Key Facts
- •Claimant Bob Mackenzie (BM) alleges Rosenblatt Solicitors acted negligently in advising him on a conspiracy claim against AA plc and others.
- •BM was dismissed from AA for gross misconduct and believed a conspiracy to injure him existed.
- •The conspiracy claim was abandoned, leading to consent orders dismissing parts of the claim with BM paying costs.
- •BM claims damages for costs incurred due to the abandoned conspiracy claim and seeks rescission of a fixed fee agreement.
- •The central issue is whether Rosenblatt should have advised BM that the conspiracy claim was unpleadable or weak.
Legal Principles
Misconduct Allegation Principles
SRA Code of Conduct 2011, paras 5.7 and 5.8
Standard of proof for conspiracy claims
Medcalf v Mardell [2002] UKHL 27, CEF Holdings Ltd v Mundey [2012] EWHC 1524 (QB), Ivy Technology v Martin [2019] EWHC 2510 (Comm), Lakatamia Shipping Co Limited v Nobu Su [2012] EWHC 1907 (Comm)
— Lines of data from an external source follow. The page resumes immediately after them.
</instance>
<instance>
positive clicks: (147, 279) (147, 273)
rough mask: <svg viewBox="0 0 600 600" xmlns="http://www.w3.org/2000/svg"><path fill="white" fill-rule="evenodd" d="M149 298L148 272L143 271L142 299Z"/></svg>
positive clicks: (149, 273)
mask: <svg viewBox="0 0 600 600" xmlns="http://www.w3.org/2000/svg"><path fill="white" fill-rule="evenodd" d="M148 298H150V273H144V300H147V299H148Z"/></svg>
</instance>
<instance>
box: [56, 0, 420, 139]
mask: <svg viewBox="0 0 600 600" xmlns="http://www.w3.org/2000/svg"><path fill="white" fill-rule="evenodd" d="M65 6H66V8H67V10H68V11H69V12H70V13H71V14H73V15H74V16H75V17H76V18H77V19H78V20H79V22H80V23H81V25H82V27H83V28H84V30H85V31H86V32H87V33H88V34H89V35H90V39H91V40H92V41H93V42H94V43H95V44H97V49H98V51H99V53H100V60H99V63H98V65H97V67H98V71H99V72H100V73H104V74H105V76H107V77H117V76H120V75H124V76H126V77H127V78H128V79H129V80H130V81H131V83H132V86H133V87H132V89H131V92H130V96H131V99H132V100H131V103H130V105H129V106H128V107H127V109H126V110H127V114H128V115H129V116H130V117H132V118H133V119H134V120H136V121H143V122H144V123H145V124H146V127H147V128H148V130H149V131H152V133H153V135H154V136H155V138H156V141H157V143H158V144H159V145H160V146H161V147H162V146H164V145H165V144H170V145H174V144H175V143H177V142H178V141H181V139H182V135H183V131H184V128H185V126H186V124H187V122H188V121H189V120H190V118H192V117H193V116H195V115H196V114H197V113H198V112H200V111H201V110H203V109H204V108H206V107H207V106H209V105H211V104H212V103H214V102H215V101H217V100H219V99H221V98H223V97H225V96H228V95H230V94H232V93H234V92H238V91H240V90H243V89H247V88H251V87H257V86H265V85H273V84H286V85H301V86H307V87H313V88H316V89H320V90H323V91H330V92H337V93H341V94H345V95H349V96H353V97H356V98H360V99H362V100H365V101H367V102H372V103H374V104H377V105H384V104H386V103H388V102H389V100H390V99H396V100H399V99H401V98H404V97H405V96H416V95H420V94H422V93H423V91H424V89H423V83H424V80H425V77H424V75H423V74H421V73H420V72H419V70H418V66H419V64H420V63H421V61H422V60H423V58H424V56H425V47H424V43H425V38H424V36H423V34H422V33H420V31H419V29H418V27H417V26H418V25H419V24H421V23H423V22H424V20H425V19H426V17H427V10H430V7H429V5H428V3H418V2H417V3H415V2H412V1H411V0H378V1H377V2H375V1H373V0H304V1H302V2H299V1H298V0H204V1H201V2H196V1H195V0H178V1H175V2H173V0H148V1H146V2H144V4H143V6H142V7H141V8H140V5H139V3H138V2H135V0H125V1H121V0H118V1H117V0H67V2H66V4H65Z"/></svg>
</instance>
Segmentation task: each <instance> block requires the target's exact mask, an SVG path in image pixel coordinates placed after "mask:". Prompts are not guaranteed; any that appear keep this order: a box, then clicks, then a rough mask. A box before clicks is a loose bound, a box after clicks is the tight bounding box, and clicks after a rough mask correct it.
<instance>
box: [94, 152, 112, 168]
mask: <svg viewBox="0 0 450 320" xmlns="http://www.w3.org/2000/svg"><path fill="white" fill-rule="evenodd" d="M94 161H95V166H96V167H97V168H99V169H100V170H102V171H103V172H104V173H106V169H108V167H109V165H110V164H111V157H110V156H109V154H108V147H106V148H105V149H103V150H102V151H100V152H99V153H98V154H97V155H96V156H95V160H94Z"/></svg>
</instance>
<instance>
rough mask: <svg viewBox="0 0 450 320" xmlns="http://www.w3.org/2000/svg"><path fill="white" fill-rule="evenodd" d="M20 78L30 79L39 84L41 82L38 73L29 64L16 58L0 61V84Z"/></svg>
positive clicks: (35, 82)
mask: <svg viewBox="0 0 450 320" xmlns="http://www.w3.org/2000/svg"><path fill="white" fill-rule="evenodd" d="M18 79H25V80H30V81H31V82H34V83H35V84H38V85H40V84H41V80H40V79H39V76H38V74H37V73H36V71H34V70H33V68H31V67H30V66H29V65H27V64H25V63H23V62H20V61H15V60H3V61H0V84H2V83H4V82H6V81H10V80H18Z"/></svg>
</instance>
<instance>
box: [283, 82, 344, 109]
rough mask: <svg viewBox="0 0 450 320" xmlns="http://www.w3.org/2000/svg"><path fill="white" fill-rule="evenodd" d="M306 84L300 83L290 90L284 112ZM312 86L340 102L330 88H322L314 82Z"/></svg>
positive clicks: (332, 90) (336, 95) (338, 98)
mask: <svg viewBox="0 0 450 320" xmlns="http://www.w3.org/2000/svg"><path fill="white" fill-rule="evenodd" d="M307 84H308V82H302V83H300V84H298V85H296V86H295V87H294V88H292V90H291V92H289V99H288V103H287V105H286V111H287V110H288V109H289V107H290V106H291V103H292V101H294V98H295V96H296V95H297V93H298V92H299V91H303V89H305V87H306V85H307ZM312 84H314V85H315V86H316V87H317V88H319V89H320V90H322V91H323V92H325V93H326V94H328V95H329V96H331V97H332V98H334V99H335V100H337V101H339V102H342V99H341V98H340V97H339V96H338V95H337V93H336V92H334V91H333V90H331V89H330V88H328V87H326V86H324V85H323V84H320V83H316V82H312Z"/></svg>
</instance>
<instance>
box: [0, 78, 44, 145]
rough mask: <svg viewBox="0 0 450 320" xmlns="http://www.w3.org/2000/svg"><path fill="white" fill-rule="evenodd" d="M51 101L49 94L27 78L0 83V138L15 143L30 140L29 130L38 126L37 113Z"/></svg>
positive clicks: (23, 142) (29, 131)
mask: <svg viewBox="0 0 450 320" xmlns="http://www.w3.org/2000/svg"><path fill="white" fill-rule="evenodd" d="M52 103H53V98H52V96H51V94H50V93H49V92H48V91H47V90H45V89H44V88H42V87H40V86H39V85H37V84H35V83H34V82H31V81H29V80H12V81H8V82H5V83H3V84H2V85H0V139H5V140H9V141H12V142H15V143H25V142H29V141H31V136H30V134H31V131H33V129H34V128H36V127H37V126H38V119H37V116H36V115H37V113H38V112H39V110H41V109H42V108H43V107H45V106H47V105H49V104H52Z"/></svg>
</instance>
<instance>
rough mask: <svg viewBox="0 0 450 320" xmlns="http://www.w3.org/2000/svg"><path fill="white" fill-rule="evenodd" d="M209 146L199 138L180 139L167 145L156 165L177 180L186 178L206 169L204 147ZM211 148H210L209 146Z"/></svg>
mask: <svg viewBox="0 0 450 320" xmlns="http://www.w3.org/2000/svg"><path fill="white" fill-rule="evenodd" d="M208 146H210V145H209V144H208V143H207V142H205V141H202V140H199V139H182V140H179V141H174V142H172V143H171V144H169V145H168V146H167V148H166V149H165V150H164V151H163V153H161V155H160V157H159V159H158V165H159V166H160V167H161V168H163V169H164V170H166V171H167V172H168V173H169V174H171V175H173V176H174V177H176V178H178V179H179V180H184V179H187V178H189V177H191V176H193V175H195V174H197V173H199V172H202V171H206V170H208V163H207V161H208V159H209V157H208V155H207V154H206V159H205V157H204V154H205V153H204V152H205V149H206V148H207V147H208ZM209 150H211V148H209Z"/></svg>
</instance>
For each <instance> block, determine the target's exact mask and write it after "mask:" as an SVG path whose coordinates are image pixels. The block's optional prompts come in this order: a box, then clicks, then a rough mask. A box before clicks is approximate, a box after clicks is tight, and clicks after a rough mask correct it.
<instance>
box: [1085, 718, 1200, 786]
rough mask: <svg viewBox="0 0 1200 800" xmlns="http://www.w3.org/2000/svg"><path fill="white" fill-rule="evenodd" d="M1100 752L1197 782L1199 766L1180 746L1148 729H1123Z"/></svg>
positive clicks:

Causation and mitigation of loss
Not explicitly cited, but discussed throughout
Misrepresentation
Not explicitly cited, but discussed throughout
Outcomes
Rosenblatt Solicitors breached their duty of care in four ways.
They failed to adequately advise BM about the weakness of the conspiracy claim, the failure of the original strategy, the risk of strike-out applications, and failed to inform BM of Counsel's advice.
None of the breaches caused BM loss.
BM's strong belief in the claim, and his determination to pursue it even when advised of its weakness, meant that he would have pursued the case even with non-negligent advice.
BM's misrepresentation claim against Rosenblatt fails.
IR's statement that he didn't know the outcome of the strike-out application was not a false representation, as his uncertainty was genuine.
BM's claim is dismissed.
No causation of loss was established from the breaches of duty.